I have a perl script (in Ubuntu 12.04 LTS) writing to 26 TCH files. The keys are roughly equally distributed. The writes become very slow after 3 Million inserts (equally distributed to all the files) and the speed comes down from 240,000 inserts/min at the beginning to 14,000 inserts/min after 3 MM inserts. Individually the shard files are no more than 150 MB and overall their size comes to around 2.7 GB.
I run optimize on every TCH File after every 100K inserts to that file with bnum as 4*num_records_then and options set to TLARGE and make sure xmsiz matches the size of bnum (as mentioned in Why does tokyo tyrant slow down exponentially even after adjusting bnum?)
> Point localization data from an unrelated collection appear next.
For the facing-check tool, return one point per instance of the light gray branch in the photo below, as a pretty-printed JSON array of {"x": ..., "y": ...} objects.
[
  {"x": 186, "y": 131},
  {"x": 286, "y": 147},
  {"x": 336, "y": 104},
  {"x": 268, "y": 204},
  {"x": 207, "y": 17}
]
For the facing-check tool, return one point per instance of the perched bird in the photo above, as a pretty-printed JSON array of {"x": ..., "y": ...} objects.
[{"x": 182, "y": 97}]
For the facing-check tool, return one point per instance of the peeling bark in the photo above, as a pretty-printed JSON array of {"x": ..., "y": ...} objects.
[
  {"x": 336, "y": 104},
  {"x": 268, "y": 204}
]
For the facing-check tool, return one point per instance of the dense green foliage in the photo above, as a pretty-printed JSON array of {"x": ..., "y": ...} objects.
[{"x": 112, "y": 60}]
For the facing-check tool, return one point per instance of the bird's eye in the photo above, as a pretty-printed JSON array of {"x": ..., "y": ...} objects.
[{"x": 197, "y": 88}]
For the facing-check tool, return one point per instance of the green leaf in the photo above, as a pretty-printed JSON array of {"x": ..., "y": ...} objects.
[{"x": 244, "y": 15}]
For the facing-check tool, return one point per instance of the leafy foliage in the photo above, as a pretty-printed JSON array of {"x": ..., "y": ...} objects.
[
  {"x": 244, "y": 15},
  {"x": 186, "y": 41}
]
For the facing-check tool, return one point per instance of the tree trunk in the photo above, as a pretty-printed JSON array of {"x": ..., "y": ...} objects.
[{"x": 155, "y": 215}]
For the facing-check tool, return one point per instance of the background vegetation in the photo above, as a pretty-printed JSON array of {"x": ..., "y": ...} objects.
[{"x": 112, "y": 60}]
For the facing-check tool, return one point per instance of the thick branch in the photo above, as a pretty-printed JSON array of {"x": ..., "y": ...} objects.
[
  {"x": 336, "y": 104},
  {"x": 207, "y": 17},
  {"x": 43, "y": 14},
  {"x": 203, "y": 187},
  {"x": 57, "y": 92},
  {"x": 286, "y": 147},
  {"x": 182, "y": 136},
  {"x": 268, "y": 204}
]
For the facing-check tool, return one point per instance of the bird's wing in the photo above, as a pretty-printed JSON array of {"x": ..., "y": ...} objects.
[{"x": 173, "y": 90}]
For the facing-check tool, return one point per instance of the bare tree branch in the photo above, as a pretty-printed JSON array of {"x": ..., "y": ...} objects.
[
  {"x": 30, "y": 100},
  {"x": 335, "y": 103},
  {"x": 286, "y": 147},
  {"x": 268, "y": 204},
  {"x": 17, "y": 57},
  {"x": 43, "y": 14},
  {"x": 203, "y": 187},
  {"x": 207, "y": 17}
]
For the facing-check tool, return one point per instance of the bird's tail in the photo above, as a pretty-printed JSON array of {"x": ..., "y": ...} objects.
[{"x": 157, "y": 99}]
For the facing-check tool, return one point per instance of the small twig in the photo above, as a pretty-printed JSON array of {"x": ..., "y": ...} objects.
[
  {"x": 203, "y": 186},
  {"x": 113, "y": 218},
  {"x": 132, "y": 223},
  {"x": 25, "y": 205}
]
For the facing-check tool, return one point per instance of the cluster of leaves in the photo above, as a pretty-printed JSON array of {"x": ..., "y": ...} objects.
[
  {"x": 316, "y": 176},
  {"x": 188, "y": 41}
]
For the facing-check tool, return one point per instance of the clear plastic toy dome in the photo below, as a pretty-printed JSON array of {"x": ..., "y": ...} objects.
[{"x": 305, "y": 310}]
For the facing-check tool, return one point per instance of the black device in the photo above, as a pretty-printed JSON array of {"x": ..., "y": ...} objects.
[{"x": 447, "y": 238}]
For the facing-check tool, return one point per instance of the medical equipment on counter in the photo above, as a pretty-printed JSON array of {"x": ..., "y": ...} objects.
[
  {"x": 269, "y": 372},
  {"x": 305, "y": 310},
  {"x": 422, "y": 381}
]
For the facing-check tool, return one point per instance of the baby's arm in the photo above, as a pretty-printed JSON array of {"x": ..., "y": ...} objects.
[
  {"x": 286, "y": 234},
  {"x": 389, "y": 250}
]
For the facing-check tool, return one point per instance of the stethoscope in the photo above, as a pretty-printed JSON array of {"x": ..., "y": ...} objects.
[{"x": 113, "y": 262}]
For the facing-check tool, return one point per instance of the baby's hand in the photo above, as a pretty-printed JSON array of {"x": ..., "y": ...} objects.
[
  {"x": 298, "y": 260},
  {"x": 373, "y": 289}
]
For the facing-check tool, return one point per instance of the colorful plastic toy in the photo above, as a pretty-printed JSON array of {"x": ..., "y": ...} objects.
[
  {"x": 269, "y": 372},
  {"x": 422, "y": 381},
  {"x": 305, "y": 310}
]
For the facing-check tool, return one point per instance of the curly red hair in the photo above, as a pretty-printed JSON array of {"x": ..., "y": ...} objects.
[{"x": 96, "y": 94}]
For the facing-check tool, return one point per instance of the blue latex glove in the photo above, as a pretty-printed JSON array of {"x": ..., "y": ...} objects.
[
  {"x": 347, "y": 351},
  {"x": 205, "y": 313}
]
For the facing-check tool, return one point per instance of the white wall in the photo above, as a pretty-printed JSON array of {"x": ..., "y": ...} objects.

Even after this, the inserts start at high speed then slowly decrease to 14k inserts/min from 240k inserts/min. Could it be due to holding multiple tch connections (26) in a single script? Or is there configuration setting, I'm missing (would disabling journaling help, but the above thread says journaling affects performance only after the tch file becomes bigger than 3-4GB, my shards are <150MB files..)?
I would turn off journaling and measure what changes. The cited thread talks about a 2-3 GB tch file, but if you sum the sizes of your 26 tch files, you are in the same league. For the filesystem, the total amount of data ranges written to should be the relevant parameter.